I'm supposed to verify that this: $\int_0^\infty \frac{dx}{x^p(x^2+2x\cos{\phi}+1)}=\pi\frac{\sin{p\phi}}{\sin{p\pi}\sin{\phi}}$
where $0 and $0<\phi<\pi$ How do I do this with a keyhole contour?
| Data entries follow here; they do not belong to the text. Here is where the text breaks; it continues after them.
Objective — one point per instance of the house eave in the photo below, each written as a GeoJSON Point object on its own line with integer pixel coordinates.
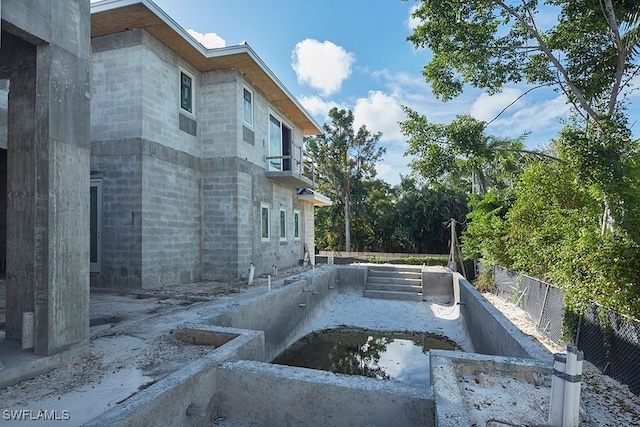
{"type": "Point", "coordinates": [315, 198]}
{"type": "Point", "coordinates": [114, 16]}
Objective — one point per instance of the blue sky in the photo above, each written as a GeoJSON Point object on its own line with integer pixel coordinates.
{"type": "Point", "coordinates": [353, 54]}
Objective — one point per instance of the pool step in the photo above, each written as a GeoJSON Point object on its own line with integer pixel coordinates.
{"type": "Point", "coordinates": [406, 296]}
{"type": "Point", "coordinates": [394, 282]}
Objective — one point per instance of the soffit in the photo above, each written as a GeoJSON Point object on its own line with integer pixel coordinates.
{"type": "Point", "coordinates": [240, 58]}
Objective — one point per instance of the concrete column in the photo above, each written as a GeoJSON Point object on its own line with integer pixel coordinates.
{"type": "Point", "coordinates": [20, 239]}
{"type": "Point", "coordinates": [48, 178]}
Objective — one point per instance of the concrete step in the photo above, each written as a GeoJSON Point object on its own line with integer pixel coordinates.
{"type": "Point", "coordinates": [406, 296]}
{"type": "Point", "coordinates": [395, 268]}
{"type": "Point", "coordinates": [396, 280]}
{"type": "Point", "coordinates": [389, 273]}
{"type": "Point", "coordinates": [394, 287]}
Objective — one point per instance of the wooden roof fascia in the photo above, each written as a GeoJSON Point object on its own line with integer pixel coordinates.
{"type": "Point", "coordinates": [112, 16]}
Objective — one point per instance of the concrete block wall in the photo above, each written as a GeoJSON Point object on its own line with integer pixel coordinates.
{"type": "Point", "coordinates": [199, 197]}
{"type": "Point", "coordinates": [218, 120]}
{"type": "Point", "coordinates": [171, 220]}
{"type": "Point", "coordinates": [161, 98]}
{"type": "Point", "coordinates": [119, 165]}
{"type": "Point", "coordinates": [4, 104]}
{"type": "Point", "coordinates": [116, 87]}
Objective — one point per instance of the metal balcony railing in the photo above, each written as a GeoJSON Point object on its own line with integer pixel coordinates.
{"type": "Point", "coordinates": [297, 169]}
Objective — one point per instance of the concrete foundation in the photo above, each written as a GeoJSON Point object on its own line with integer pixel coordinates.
{"type": "Point", "coordinates": [234, 383]}
{"type": "Point", "coordinates": [298, 396]}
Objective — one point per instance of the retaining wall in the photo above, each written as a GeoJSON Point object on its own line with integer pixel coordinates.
{"type": "Point", "coordinates": [299, 396]}
{"type": "Point", "coordinates": [490, 331]}
{"type": "Point", "coordinates": [285, 310]}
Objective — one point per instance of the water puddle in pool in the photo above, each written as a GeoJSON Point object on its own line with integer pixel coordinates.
{"type": "Point", "coordinates": [383, 355]}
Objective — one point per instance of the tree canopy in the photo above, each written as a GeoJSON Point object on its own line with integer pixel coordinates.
{"type": "Point", "coordinates": [546, 223]}
{"type": "Point", "coordinates": [346, 157]}
{"type": "Point", "coordinates": [590, 54]}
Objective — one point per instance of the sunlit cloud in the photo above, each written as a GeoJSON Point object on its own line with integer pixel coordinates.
{"type": "Point", "coordinates": [322, 65]}
{"type": "Point", "coordinates": [543, 118]}
{"type": "Point", "coordinates": [380, 112]}
{"type": "Point", "coordinates": [208, 40]}
{"type": "Point", "coordinates": [487, 107]}
{"type": "Point", "coordinates": [318, 106]}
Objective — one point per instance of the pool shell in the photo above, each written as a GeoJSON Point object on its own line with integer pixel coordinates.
{"type": "Point", "coordinates": [235, 382]}
{"type": "Point", "coordinates": [390, 355]}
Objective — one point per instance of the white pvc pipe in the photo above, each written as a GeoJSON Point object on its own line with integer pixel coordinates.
{"type": "Point", "coordinates": [251, 273]}
{"type": "Point", "coordinates": [556, 405]}
{"type": "Point", "coordinates": [28, 329]}
{"type": "Point", "coordinates": [570, 415]}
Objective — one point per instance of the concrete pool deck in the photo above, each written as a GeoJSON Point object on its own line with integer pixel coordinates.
{"type": "Point", "coordinates": [142, 373]}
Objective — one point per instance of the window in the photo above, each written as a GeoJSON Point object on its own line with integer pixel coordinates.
{"type": "Point", "coordinates": [186, 91]}
{"type": "Point", "coordinates": [264, 209]}
{"type": "Point", "coordinates": [296, 225]}
{"type": "Point", "coordinates": [283, 224]}
{"type": "Point", "coordinates": [248, 106]}
{"type": "Point", "coordinates": [279, 145]}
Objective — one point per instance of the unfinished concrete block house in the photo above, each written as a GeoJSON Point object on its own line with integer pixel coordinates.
{"type": "Point", "coordinates": [197, 165]}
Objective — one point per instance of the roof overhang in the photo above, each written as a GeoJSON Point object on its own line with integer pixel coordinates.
{"type": "Point", "coordinates": [114, 16]}
{"type": "Point", "coordinates": [313, 197]}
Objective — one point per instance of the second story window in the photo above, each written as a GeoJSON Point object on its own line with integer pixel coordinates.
{"type": "Point", "coordinates": [186, 92]}
{"type": "Point", "coordinates": [247, 106]}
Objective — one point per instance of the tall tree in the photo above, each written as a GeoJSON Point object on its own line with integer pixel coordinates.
{"type": "Point", "coordinates": [461, 153]}
{"type": "Point", "coordinates": [590, 54]}
{"type": "Point", "coordinates": [345, 158]}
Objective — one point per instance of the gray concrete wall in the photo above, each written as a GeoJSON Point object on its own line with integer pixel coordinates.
{"type": "Point", "coordinates": [200, 194]}
{"type": "Point", "coordinates": [273, 395]}
{"type": "Point", "coordinates": [278, 313]}
{"type": "Point", "coordinates": [171, 218]}
{"type": "Point", "coordinates": [437, 282]}
{"type": "Point", "coordinates": [166, 402]}
{"type": "Point", "coordinates": [490, 331]}
{"type": "Point", "coordinates": [119, 165]}
{"type": "Point", "coordinates": [450, 407]}
{"type": "Point", "coordinates": [4, 104]}
{"type": "Point", "coordinates": [48, 169]}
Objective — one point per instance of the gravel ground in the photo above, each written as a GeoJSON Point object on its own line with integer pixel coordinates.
{"type": "Point", "coordinates": [132, 347]}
The basic procedure is very simple. Suppose we are using the standard keyhole contour of radius $R$ and with the branch cut of the logarithm along the positive real axis and its argument between $0$ and $2\pi.$
Let $f(x) = \frac{e^{-p \log x}}{x^2+ 2x\cos\phi+1}$ and let $I$ be the integral we are looking for. Writing $ I = \int_0^\infty f(x) dx = \int_0^\infty \frac{e^{-p \log x}}{x^2+ 2x\cos\phi+1} dx$ and integrating counterclockwise we see that the segment just above the real axis goes to $I,$ and the one below to $-I e^{-2\pi i p}.$
Now note that the only additional two poles are at $ \rho_{0,1} = -\cos\phi \pm \sqrt{\cos^2\phi -1} = -\cos\phi \pm i\sin\phi = - e^{\mp i\phi} = e^{\pi i} e^{\mp i\phi}.$
It follows by the Cauchy Residue Theorem that $ I \left(1- e^{-2\pi i p} \right) = 2\pi i \left(\operatorname{Res}_{x=\rho_0} f(x) + \operatorname{Res}_{x=\rho_1} f(x)\right).$
By definition we have $ \operatorname{Res}_{x=\rho_0} f(x) = \lim_{x\to\rho_0} \frac{x^{-p}}{x-\rho_1} = \frac{e^{-\pi i p} e^{p i\phi}}{2i\sin\phi} $ and $ \operatorname{Res}_{x=\rho_1} f(x) = \lim_{x\to\rho_1} \frac{x^{-p}}{x-\rho_0} = -\frac{e^{-\pi i p} e^{-p i\phi}}{2i\sin\phi} $
Putting it all together, we find $I \left(1 - e^{-2\pi i p} \right) = 2\pi i \, e^{-\pi i p} \frac{e^{p i\phi} - e^{-p i\phi}}{2i\sin\phi} = 2\pi i \, e^{-\pi i p} \frac{\sin (p\phi)}{\sin\phi}$ or $ I = \frac{2\pi i \, e^{-\pi i p}}{1 - e^{-2\pi i p}} \frac{\sin (p\phi)}{\sin\phi} = \frac{2\pi i}{e^{\pi i p} - e^{-\pi i p}} \frac{\sin (p\phi)}{\sin\phi} = \frac{\pi}{\sin(\pi p)} \frac{\sin (p\phi)}{\sin\phi}.$ It remains to verify that the integral along the outer circle of radius $R$ disappears as $R$ goes to infinity. But $f(x)$ is $O(1/R^{2+p})$ so the integral is $O(1/R^{1+p})$ which disappears as claimed.